Tuesday, April 19, 2011

Music!

I don't know if it was a coincidence or not but the first grade class started singing songs the same week I started attending musical rehearsals with my third grade classroom. (Quick sidenote, the sub Ms. Haley for the first grade classroom, had this neat way of singing instructions sometimes that I really liked and it seemed effective.)

There is no full or part-time music teacher at Horace Mann anymore BUT, the PTA raised a $1,000 stipend for the old music teacher to come back and put on a musical with some of the grades. I get to learn the songs (much quicker than the other students) and am a stronger singer than the classroom teachers so now I get to stand up front and be an example while the two classrooms sing, it's very fun and they all smile and at me.

I've been learning a great deal about how Horace Mann manages to keep music in the school despite not having a staff member for it. The first graders have learned songs all year with a CD and the help of their teacher. The third graders sometimes practice with a CD but also have a rehearsal once or twice a week with the ex-music teacher Ms. Barens.

The third grade teacher Ms. Dahl told me that through fund raising and class-room teachers help there is a musical performance of some sort every spring for all the grades. They have overcome budget cuts and still allowed for music to be a part of the students curriculum. Through my interview with Ms. Dahl I also learned that volunteer parents teach the students about orchestral and classical music in the spring. Well it might not be the spring. So music has been great.

Beyond that, I'm becoming a great deal more comfortable with my role as a task-master.
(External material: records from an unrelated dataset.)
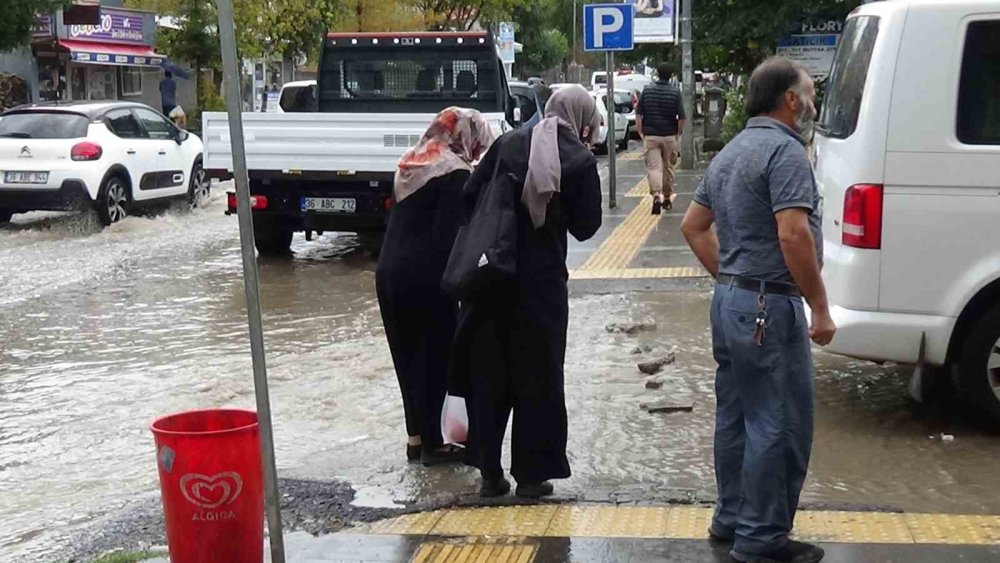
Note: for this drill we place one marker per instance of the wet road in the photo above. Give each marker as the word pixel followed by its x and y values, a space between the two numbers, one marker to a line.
pixel 102 331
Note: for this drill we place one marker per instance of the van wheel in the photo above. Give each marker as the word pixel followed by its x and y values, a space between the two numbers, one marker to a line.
pixel 978 365
pixel 112 201
pixel 271 239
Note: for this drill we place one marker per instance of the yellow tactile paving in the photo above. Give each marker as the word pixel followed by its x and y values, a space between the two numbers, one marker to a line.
pixel 954 529
pixel 639 273
pixel 852 527
pixel 493 525
pixel 618 250
pixel 609 522
pixel 476 550
pixel 687 522
pixel 503 521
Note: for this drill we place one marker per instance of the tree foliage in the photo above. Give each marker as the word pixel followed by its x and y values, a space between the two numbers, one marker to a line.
pixel 736 35
pixel 18 18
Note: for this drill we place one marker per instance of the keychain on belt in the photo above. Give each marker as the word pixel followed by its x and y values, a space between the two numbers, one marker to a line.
pixel 758 334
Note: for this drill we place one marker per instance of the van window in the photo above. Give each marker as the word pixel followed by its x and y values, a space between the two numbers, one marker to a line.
pixel 847 77
pixel 979 90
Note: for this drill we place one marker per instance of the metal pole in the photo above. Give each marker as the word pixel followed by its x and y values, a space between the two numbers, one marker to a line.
pixel 611 144
pixel 687 63
pixel 272 501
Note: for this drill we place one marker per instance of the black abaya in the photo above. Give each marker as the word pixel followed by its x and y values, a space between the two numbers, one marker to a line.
pixel 511 345
pixel 419 318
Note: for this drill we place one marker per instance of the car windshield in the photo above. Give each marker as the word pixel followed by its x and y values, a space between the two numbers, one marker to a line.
pixel 407 79
pixel 43 125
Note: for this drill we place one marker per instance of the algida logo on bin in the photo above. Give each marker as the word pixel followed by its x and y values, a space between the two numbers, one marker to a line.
pixel 210 493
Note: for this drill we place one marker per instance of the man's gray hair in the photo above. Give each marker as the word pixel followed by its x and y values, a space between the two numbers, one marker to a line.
pixel 769 82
I do offer help, I spell words and repeat instructions or read with small groups in the third grade, but most of the time if I'm talking to a student I'm a task master. I'm telling them to focus or pointing out where they went wrong and teachers really aprpeciate that. Having over twenty children together all at once can lead to chaos and they handle it so well but if someone else is in the classroom they are so thankful to have a second pair of eyes, another shusher, someone to run out in the hallway and disperse the mob around the drinking fountain. I have shed my last hesitancy about scolding or feeling I have any credentials to discipline the kids and feel as if I'm helping the teachers by doing this role.

I've gotten confirmation that this is what I should be doing as well, by being asked to circle the classroom or "keep J.W. on task." Things like that. As an in class assistant for an elementary school, you can't expect to be inspiring, I have learned to believe that keeping the kids from talking or stealing someone else's crayon is what I should be doing. And it helps, because the teacher knows more than I do and she wants them doing the task at hand. She's the governor and I'm the cop.